Spondyloarthritis (SpA) is a chronic inflammatory disease characterized by articular and extra-articular manifestations. SpA encompasses a heterogeneous spectrum of rheumatic diseases and includes, but not exclusively, ankylosing spondylitis (AS) and psoriatic arthritis (PsA). It is still unknown whether SpA is mainly an autoinflammatory or autoimmune-driven disease. Autoinflammation is driven by uncontrolled production of endogenous danger signals, metabolic mediators and pro-inflammatory cytokines, whereas autoimmunity involves the activation of adaptive immune cells.

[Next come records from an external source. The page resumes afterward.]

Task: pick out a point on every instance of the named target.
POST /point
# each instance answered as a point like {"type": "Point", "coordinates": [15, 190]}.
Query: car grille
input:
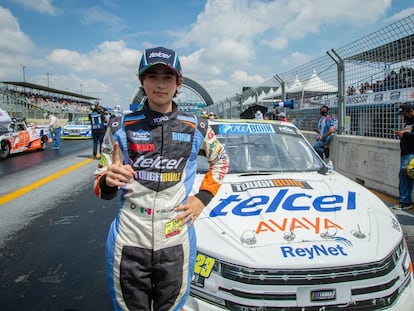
{"type": "Point", "coordinates": [373, 286]}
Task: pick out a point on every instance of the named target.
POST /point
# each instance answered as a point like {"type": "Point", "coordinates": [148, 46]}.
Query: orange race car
{"type": "Point", "coordinates": [22, 137]}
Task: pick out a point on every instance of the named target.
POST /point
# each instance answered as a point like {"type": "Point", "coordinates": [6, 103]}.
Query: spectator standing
{"type": "Point", "coordinates": [55, 128]}
{"type": "Point", "coordinates": [258, 115]}
{"type": "Point", "coordinates": [326, 127]}
{"type": "Point", "coordinates": [98, 123]}
{"type": "Point", "coordinates": [151, 245]}
{"type": "Point", "coordinates": [406, 135]}
{"type": "Point", "coordinates": [275, 114]}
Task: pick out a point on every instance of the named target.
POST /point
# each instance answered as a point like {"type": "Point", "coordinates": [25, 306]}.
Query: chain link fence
{"type": "Point", "coordinates": [363, 83]}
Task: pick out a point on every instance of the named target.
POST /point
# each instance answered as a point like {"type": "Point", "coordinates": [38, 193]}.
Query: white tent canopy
{"type": "Point", "coordinates": [295, 87]}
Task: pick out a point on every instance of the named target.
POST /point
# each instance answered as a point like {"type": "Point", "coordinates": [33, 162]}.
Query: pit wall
{"type": "Point", "coordinates": [373, 162]}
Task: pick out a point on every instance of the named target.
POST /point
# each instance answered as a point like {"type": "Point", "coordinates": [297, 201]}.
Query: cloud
{"type": "Point", "coordinates": [40, 6]}
{"type": "Point", "coordinates": [97, 15]}
{"type": "Point", "coordinates": [230, 34]}
{"type": "Point", "coordinates": [15, 46]}
{"type": "Point", "coordinates": [400, 15]}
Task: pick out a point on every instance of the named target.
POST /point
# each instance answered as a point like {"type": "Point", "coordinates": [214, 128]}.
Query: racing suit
{"type": "Point", "coordinates": [150, 255]}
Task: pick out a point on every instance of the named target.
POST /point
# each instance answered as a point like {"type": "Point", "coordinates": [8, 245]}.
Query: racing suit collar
{"type": "Point", "coordinates": [155, 118]}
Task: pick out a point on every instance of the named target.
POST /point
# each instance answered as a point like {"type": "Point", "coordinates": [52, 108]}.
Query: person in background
{"type": "Point", "coordinates": [152, 159]}
{"type": "Point", "coordinates": [326, 127]}
{"type": "Point", "coordinates": [282, 117]}
{"type": "Point", "coordinates": [275, 114]}
{"type": "Point", "coordinates": [55, 129]}
{"type": "Point", "coordinates": [258, 115]}
{"type": "Point", "coordinates": [406, 135]}
{"type": "Point", "coordinates": [98, 123]}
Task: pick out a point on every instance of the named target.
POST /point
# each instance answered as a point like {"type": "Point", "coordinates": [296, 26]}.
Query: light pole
{"type": "Point", "coordinates": [24, 74]}
{"type": "Point", "coordinates": [47, 75]}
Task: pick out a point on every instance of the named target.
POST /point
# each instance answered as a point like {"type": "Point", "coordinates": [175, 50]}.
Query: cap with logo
{"type": "Point", "coordinates": [159, 55]}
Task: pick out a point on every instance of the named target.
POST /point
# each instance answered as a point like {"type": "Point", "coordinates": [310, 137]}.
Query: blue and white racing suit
{"type": "Point", "coordinates": [150, 255]}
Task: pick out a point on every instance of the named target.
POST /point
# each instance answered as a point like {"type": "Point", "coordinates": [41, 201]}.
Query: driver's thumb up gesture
{"type": "Point", "coordinates": [118, 174]}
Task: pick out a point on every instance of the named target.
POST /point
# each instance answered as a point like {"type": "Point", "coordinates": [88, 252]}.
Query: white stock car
{"type": "Point", "coordinates": [286, 233]}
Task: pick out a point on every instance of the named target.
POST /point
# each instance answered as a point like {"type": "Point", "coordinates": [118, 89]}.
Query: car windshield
{"type": "Point", "coordinates": [275, 148]}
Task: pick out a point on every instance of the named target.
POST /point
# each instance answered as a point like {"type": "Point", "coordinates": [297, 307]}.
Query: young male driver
{"type": "Point", "coordinates": [151, 245]}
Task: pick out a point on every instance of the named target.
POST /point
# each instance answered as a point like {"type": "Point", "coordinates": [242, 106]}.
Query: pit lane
{"type": "Point", "coordinates": [52, 238]}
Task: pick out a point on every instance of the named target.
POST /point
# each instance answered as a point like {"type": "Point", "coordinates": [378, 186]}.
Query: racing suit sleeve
{"type": "Point", "coordinates": [219, 164]}
{"type": "Point", "coordinates": [101, 189]}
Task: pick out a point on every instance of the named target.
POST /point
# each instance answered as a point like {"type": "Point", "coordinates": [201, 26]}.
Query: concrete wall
{"type": "Point", "coordinates": [374, 162]}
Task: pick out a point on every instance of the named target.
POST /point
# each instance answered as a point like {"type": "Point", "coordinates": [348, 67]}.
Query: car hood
{"type": "Point", "coordinates": [294, 220]}
{"type": "Point", "coordinates": [76, 126]}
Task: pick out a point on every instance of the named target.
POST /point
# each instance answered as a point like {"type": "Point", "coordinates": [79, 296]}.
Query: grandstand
{"type": "Point", "coordinates": [29, 100]}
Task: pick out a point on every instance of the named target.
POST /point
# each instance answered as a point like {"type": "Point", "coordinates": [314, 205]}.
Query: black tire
{"type": "Point", "coordinates": [4, 150]}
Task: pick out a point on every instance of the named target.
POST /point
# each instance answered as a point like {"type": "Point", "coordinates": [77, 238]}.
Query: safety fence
{"type": "Point", "coordinates": [363, 83]}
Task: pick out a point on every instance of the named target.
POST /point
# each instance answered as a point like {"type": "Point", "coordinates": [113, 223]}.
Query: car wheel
{"type": "Point", "coordinates": [5, 150]}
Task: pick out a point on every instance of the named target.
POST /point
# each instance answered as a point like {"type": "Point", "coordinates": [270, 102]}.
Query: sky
{"type": "Point", "coordinates": [94, 47]}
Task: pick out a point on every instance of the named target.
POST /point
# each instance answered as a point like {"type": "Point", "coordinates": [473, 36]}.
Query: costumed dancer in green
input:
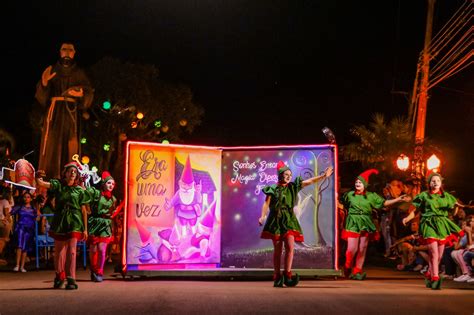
{"type": "Point", "coordinates": [69, 222]}
{"type": "Point", "coordinates": [436, 228]}
{"type": "Point", "coordinates": [282, 226]}
{"type": "Point", "coordinates": [359, 227]}
{"type": "Point", "coordinates": [103, 204]}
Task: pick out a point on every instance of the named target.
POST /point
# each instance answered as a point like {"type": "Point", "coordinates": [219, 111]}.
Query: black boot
{"type": "Point", "coordinates": [289, 280]}
{"type": "Point", "coordinates": [277, 280]}
{"type": "Point", "coordinates": [71, 284]}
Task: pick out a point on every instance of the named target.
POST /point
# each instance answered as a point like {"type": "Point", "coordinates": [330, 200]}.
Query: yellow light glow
{"type": "Point", "coordinates": [403, 162]}
{"type": "Point", "coordinates": [433, 163]}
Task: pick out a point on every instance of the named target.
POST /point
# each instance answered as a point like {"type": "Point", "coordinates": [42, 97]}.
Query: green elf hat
{"type": "Point", "coordinates": [73, 164]}
{"type": "Point", "coordinates": [364, 176]}
{"type": "Point", "coordinates": [106, 176]}
{"type": "Point", "coordinates": [281, 167]}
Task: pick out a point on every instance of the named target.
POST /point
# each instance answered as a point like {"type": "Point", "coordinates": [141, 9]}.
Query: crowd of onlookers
{"type": "Point", "coordinates": [399, 242]}
{"type": "Point", "coordinates": [21, 213]}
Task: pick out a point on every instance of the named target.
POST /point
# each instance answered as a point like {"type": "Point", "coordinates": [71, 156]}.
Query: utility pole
{"type": "Point", "coordinates": [418, 171]}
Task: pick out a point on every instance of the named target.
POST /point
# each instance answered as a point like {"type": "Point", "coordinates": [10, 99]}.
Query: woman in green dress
{"type": "Point", "coordinates": [103, 204]}
{"type": "Point", "coordinates": [69, 222]}
{"type": "Point", "coordinates": [436, 228]}
{"type": "Point", "coordinates": [281, 225]}
{"type": "Point", "coordinates": [359, 228]}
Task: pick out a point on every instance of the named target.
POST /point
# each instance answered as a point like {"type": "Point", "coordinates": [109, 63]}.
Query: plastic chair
{"type": "Point", "coordinates": [47, 242]}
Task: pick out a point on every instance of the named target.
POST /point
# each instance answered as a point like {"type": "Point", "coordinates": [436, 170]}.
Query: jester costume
{"type": "Point", "coordinates": [359, 227]}
{"type": "Point", "coordinates": [359, 214]}
{"type": "Point", "coordinates": [282, 221]}
{"type": "Point", "coordinates": [100, 224]}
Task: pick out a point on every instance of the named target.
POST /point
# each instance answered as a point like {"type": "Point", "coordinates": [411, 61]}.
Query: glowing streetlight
{"type": "Point", "coordinates": [403, 162]}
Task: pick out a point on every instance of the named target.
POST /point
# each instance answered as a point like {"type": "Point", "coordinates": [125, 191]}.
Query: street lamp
{"type": "Point", "coordinates": [418, 167]}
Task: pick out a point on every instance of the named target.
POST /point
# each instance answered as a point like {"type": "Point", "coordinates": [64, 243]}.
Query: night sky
{"type": "Point", "coordinates": [266, 72]}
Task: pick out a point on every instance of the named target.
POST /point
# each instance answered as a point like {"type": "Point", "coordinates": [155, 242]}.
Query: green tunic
{"type": "Point", "coordinates": [67, 221]}
{"type": "Point", "coordinates": [100, 221]}
{"type": "Point", "coordinates": [434, 222]}
{"type": "Point", "coordinates": [282, 220]}
{"type": "Point", "coordinates": [359, 218]}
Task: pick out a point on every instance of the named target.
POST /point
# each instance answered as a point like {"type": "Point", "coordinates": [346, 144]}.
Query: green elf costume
{"type": "Point", "coordinates": [103, 204]}
{"type": "Point", "coordinates": [281, 221]}
{"type": "Point", "coordinates": [68, 226]}
{"type": "Point", "coordinates": [436, 227]}
{"type": "Point", "coordinates": [359, 205]}
{"type": "Point", "coordinates": [67, 222]}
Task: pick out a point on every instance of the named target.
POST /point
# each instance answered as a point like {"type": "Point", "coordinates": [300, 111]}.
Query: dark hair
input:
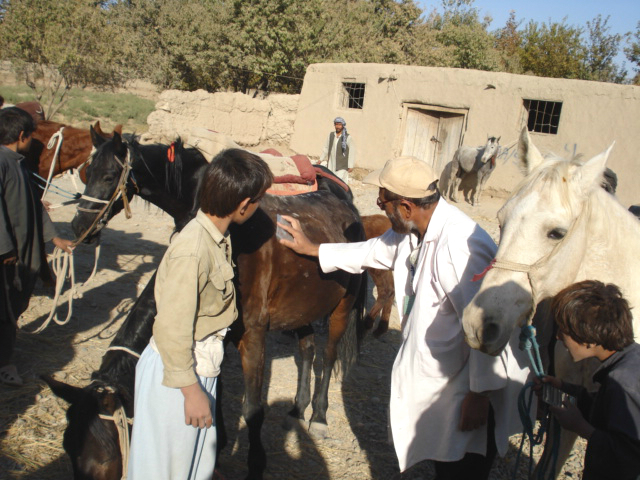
{"type": "Point", "coordinates": [592, 312]}
{"type": "Point", "coordinates": [423, 202]}
{"type": "Point", "coordinates": [232, 176]}
{"type": "Point", "coordinates": [13, 121]}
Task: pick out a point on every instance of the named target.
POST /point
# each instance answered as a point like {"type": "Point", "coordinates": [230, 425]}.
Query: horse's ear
{"type": "Point", "coordinates": [96, 138]}
{"type": "Point", "coordinates": [67, 392]}
{"type": "Point", "coordinates": [529, 155]}
{"type": "Point", "coordinates": [590, 173]}
{"type": "Point", "coordinates": [118, 145]}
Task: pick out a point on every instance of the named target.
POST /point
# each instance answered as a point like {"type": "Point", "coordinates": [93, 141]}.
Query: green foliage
{"type": "Point", "coordinates": [632, 52]}
{"type": "Point", "coordinates": [553, 50]}
{"type": "Point", "coordinates": [243, 45]}
{"type": "Point", "coordinates": [85, 107]}
{"type": "Point", "coordinates": [59, 45]}
{"type": "Point", "coordinates": [602, 48]}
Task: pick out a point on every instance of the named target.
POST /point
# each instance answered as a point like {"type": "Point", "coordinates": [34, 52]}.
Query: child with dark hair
{"type": "Point", "coordinates": [24, 228]}
{"type": "Point", "coordinates": [196, 303]}
{"type": "Point", "coordinates": [594, 320]}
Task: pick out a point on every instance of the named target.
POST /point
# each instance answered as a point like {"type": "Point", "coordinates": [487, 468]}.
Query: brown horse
{"type": "Point", "coordinates": [277, 289]}
{"type": "Point", "coordinates": [374, 226]}
{"type": "Point", "coordinates": [75, 150]}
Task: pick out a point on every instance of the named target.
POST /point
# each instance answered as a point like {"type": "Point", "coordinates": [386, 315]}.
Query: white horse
{"type": "Point", "coordinates": [480, 161]}
{"type": "Point", "coordinates": [558, 228]}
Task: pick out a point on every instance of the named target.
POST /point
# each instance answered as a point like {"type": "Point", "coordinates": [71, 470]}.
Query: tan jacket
{"type": "Point", "coordinates": [195, 296]}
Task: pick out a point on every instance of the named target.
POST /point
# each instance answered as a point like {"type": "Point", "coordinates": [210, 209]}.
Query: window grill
{"type": "Point", "coordinates": [353, 95]}
{"type": "Point", "coordinates": [543, 117]}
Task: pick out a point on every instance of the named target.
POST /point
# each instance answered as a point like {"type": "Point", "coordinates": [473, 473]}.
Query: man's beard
{"type": "Point", "coordinates": [399, 224]}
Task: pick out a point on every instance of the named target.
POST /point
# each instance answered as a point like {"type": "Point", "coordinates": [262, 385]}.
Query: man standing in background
{"type": "Point", "coordinates": [339, 153]}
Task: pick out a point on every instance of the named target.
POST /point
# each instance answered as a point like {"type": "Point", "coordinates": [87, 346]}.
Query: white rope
{"type": "Point", "coordinates": [62, 266]}
{"type": "Point", "coordinates": [56, 139]}
{"type": "Point", "coordinates": [122, 423]}
{"type": "Point", "coordinates": [124, 349]}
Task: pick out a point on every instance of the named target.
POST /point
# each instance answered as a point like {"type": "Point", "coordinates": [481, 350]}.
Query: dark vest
{"type": "Point", "coordinates": [342, 159]}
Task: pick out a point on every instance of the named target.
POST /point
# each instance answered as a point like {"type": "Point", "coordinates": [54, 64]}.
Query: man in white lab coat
{"type": "Point", "coordinates": [448, 403]}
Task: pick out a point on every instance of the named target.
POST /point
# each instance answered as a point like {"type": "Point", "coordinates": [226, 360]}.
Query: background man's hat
{"type": "Point", "coordinates": [405, 176]}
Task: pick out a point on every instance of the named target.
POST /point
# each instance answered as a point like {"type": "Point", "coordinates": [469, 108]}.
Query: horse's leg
{"type": "Point", "coordinates": [251, 349]}
{"type": "Point", "coordinates": [303, 394]}
{"type": "Point", "coordinates": [456, 177]}
{"type": "Point", "coordinates": [337, 326]}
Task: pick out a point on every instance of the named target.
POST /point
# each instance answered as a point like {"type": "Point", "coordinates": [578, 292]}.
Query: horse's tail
{"type": "Point", "coordinates": [173, 167]}
{"type": "Point", "coordinates": [349, 346]}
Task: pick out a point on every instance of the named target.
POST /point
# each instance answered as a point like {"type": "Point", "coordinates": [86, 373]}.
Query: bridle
{"type": "Point", "coordinates": [102, 214]}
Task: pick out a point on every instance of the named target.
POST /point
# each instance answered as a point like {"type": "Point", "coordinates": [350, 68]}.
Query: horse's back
{"type": "Point", "coordinates": [275, 281]}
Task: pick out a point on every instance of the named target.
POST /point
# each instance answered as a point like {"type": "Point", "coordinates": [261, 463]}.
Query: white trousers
{"type": "Point", "coordinates": [162, 446]}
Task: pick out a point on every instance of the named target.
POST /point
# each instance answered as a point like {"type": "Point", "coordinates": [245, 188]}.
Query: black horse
{"type": "Point", "coordinates": [277, 289]}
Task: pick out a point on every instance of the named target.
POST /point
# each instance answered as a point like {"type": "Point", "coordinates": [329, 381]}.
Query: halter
{"type": "Point", "coordinates": [120, 191]}
{"type": "Point", "coordinates": [120, 419]}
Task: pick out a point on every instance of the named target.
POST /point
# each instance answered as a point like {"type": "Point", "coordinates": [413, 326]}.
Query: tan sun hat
{"type": "Point", "coordinates": [405, 176]}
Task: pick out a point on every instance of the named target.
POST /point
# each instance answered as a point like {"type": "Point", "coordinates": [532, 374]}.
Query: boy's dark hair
{"type": "Point", "coordinates": [591, 312]}
{"type": "Point", "coordinates": [423, 202]}
{"type": "Point", "coordinates": [232, 176]}
{"type": "Point", "coordinates": [14, 120]}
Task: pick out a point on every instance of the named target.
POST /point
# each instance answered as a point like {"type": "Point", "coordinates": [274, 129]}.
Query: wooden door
{"type": "Point", "coordinates": [421, 126]}
{"type": "Point", "coordinates": [432, 136]}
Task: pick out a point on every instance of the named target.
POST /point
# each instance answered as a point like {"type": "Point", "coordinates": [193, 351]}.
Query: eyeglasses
{"type": "Point", "coordinates": [382, 203]}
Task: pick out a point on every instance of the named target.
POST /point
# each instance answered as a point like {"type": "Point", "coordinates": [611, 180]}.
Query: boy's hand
{"type": "Point", "coordinates": [63, 244]}
{"type": "Point", "coordinates": [553, 381]}
{"type": "Point", "coordinates": [197, 408]}
{"type": "Point", "coordinates": [570, 418]}
{"type": "Point", "coordinates": [9, 258]}
{"type": "Point", "coordinates": [300, 243]}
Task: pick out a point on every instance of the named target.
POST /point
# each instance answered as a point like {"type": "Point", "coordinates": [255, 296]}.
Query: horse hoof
{"type": "Point", "coordinates": [381, 330]}
{"type": "Point", "coordinates": [318, 430]}
{"type": "Point", "coordinates": [290, 423]}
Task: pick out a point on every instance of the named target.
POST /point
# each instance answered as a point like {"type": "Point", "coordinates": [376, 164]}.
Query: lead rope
{"type": "Point", "coordinates": [56, 139]}
{"type": "Point", "coordinates": [63, 265]}
{"type": "Point", "coordinates": [122, 422]}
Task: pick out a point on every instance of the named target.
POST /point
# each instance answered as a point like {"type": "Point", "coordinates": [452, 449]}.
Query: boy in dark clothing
{"type": "Point", "coordinates": [24, 228]}
{"type": "Point", "coordinates": [594, 320]}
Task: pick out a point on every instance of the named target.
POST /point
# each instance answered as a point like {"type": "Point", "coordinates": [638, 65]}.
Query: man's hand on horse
{"type": "Point", "coordinates": [63, 244]}
{"type": "Point", "coordinates": [300, 243]}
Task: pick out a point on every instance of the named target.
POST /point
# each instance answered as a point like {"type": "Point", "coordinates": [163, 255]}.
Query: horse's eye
{"type": "Point", "coordinates": [557, 234]}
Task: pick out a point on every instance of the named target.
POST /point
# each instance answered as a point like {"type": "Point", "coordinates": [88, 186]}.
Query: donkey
{"type": "Point", "coordinates": [479, 161]}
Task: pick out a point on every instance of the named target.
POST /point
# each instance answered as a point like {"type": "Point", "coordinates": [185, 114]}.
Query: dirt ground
{"type": "Point", "coordinates": [32, 419]}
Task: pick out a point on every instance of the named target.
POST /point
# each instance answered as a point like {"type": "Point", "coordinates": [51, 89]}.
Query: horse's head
{"type": "Point", "coordinates": [491, 149]}
{"type": "Point", "coordinates": [108, 181]}
{"type": "Point", "coordinates": [91, 442]}
{"type": "Point", "coordinates": [542, 242]}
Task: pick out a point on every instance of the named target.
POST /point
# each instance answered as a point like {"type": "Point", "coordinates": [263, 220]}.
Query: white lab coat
{"type": "Point", "coordinates": [434, 368]}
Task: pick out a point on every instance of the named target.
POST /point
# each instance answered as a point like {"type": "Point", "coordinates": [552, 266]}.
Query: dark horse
{"type": "Point", "coordinates": [277, 289]}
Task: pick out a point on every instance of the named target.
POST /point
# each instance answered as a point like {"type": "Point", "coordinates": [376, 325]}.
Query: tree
{"type": "Point", "coordinates": [632, 53]}
{"type": "Point", "coordinates": [601, 50]}
{"type": "Point", "coordinates": [552, 50]}
{"type": "Point", "coordinates": [460, 30]}
{"type": "Point", "coordinates": [59, 45]}
{"type": "Point", "coordinates": [508, 42]}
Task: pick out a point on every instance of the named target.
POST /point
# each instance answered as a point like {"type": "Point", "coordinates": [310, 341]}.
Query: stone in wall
{"type": "Point", "coordinates": [248, 121]}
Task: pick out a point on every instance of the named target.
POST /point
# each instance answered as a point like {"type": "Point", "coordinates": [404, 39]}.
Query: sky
{"type": "Point", "coordinates": [624, 14]}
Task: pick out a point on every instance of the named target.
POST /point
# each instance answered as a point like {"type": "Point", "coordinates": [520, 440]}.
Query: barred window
{"type": "Point", "coordinates": [543, 117]}
{"type": "Point", "coordinates": [352, 95]}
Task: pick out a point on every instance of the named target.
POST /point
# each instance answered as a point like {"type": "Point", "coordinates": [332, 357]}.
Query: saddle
{"type": "Point", "coordinates": [291, 175]}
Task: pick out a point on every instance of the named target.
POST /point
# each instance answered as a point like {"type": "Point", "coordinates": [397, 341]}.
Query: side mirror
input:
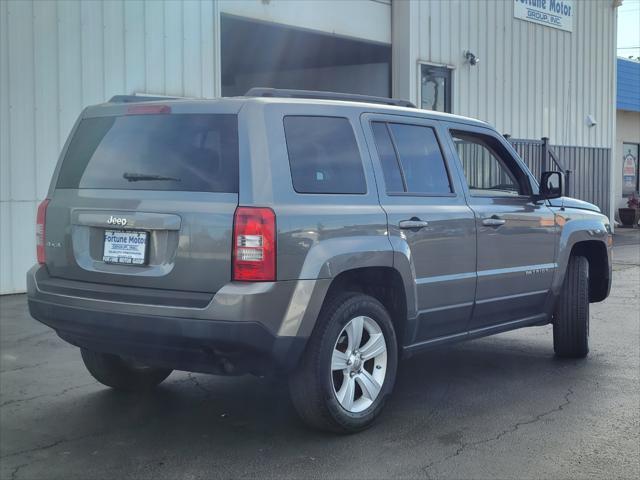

In this thesis we explored whether SpA is driven by antigen-specific immunity. Firstly, we found that the CD74 processing enzyme SPPL2a in monocytes from patients with AS was often impaired. As a consequence, CD74 fragments accumulated in endosomes, which can be transported to the cell surface. These fragments can be recognized by antibodies specific to Class II MHC-associated invariant chain peptide (CD74/CLIP), which are present in most sera from patients with AS. Secondly, we set-up an in vitro model to search for putative antigen-reactive CD8+ T cells. We identified CD8+ T cell receptor sequences that are shared among patients with PsA and could be detected in psoriatic skin. Lastly, we explored whether innate lymphoid cells (ILCs) are present in synovial fluid from patients with PsA. We found that synovial fluid from patients with PsA were enriched for ILC type 3.
The studies in this thesis indicate that the adaptive immune system plays a role in the pathogenesis of SpA. Future research will show whether the aberrant adaptive immune responses are a cause or a consequence of the disease.